Abstract

The adverse effects of liquid cargo slosh on dynamic responses and safety performance of partially filled road vehicles are well known. The general-purpose railway tank car may also encounter partial fill conditions due to variations in density of the liquid cargo and track load limit. The additional slosh forces and moments from the partially filled state of the tank may further affect the wheel-rail forces, dynamic response, and safety of the rail vehicles. The coupled sloshing cargo and vehicle system dynamics have been investigated in only a few studies because of complexity and high computation demand. The objective of this study is to investigate the influence of liquid cargo sloshing on the dynamic performance of railway tank cars. Other than detail modelling, the topics of lateral dynamics, curving performance and switch passing responses of partially filled railway tank cars through a co-simulation approach have been addressed in this dissertation.
The nonlinear damping characteristics of friction wedges in the secondary suspension of a freight wagon are investigated considering non-smooth unilateral contact, multi-axis motions, slip-stick conditions, and geometry of the wedges. The parameters of the contact pairs within the suspension were identified to achieve smooth and efficient numerical solutions while ensuring adequate accuracy. The friction wedge model was integrated into the multibody dynamic model of a three-piece bogie to study the effects of wedge properties on hunting characteristics. The resulting 114-degrees-of-freedom wagon model incorporated constraints due to side bearings, axle boxes, and the centre plates, while the wheel-rail contact forces were obtained using the FastSim algorithm. The simulation results were obtained to study hunting characteristics of the wagon in terms of critical speed and the predominant oscillation frequency. The study also examined the effects of wedge friction and geometry on lateral stability characteristics of the freight car. The results showed subcritical Hopf bifurcation of dynamic responses of the wagon. The parametric study showed an increase in the wedge angle, friction coefficient, and springs free length to yield higher critical speed. The validated dynamic model of the wagon is further used to investigate the effects of liquid sloshing on hunting speed of partly filled tank car. An analytical liquid slosh model is used to capture dynamic response of the liquid cargo in a horizontal cylindrical tank using up to five fundamental modes in the roll plane under lateral as well as yaw motions of the tank car. The liquid slosh model is co-simulated with the comprehensive nonlinear model of a railway tank car to evaluate the lateral dynamic response of the tank car. The results suggest that fill levels and the corresponding slosh forces can adversely affect the lateral stability performance and yield lower critical hunting speed of railway tank car.
The influence of liquid cargo sloshing on the dynamic performance of railway tanker in a typical curve negotiation is further examined using the proposed coupled co-simulation model. The performance measures include car roll angle, unloading of the wheelset and derailment quotient.

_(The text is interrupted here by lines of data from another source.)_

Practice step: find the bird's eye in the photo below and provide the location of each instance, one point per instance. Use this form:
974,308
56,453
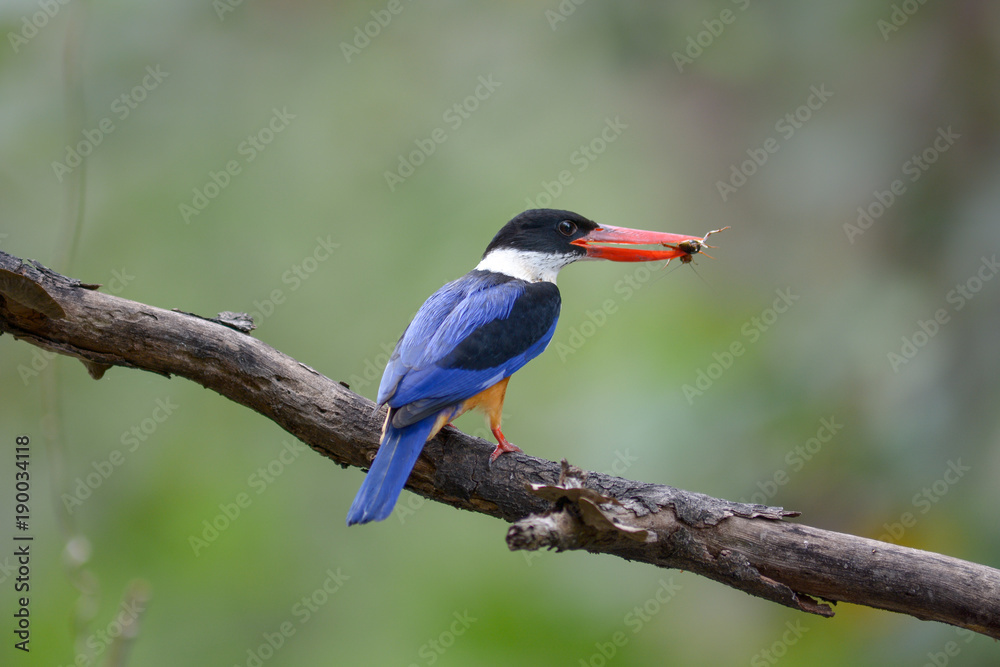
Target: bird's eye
566,228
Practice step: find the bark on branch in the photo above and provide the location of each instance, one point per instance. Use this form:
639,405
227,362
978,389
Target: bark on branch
748,547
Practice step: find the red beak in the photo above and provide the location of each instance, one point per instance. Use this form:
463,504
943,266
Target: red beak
623,236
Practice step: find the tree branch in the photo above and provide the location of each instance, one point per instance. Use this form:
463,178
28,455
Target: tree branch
748,547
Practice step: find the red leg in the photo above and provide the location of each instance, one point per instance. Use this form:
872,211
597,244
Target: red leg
503,446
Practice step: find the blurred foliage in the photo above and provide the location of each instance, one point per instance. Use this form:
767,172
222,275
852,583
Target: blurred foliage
295,115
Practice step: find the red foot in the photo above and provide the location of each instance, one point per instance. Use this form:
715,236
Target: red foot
503,446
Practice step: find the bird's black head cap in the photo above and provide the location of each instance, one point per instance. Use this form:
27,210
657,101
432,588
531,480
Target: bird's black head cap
545,230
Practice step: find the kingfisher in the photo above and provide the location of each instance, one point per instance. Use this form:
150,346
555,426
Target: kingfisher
470,336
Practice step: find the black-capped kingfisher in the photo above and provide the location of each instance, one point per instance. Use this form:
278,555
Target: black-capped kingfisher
471,335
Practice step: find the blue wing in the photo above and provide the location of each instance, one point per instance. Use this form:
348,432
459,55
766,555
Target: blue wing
467,336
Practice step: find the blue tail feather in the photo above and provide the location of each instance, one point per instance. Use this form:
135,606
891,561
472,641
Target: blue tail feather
390,470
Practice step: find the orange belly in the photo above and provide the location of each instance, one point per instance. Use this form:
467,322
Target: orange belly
488,400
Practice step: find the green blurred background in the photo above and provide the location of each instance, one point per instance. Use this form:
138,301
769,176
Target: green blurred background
629,113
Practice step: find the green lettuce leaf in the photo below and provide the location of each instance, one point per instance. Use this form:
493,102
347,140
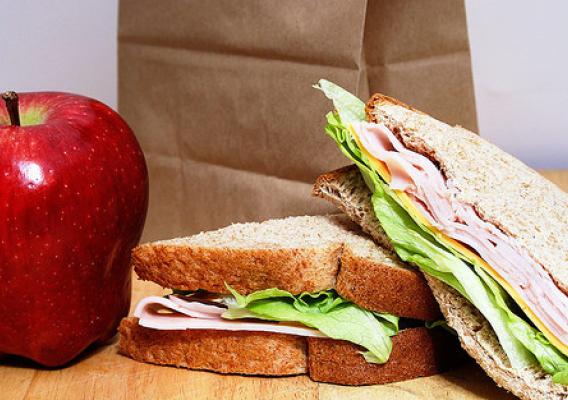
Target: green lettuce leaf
349,107
415,243
325,311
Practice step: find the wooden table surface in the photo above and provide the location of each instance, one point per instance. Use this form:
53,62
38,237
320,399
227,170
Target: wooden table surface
103,374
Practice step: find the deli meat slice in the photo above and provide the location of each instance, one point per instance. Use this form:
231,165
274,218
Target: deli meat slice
422,181
175,313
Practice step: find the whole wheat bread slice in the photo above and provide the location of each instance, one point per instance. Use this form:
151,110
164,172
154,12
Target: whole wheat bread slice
416,352
502,190
298,254
346,189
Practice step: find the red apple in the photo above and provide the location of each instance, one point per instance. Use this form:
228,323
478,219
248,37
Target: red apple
73,199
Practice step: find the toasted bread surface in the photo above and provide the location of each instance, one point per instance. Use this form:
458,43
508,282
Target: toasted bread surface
382,288
416,352
258,353
249,257
475,333
503,191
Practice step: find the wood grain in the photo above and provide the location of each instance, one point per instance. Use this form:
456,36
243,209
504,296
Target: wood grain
103,374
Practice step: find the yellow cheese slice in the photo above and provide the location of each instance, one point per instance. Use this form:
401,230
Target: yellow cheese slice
473,257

The results clearly demonstrate that partial state of the tank car and resulting slosh could lead to a significantly larger dynamic response of the system and may result in separation of wheel and rail contact at lower forward speed in comparison to the rigid cargo assumption. Dynamic simulations of partially filled railway tank cars without fluid slosh consideration will thus lead to underestimation of overturning critical conditions on the curving manoeuvres. Above performance measures in a switch-passing manoeuvre is finally examined for different fill ratios and switch geometries. The results obtained for the coupled vehicle and liquid slosh model clearly showed strong interactions between the switch-induced transient liquid slosh and vehicle dynamics for the partial-fill ratio of 60% and less. The effect of fluid slosh on the car body roll angle and wheelset unloading ratio was observed to diminish with fill ratio above 90%. Neglecting the contributions due to dynamic slosh force and roll moment may lead to overestimation of the critical speed in switch-passing manoeuvres if the car is partially filled.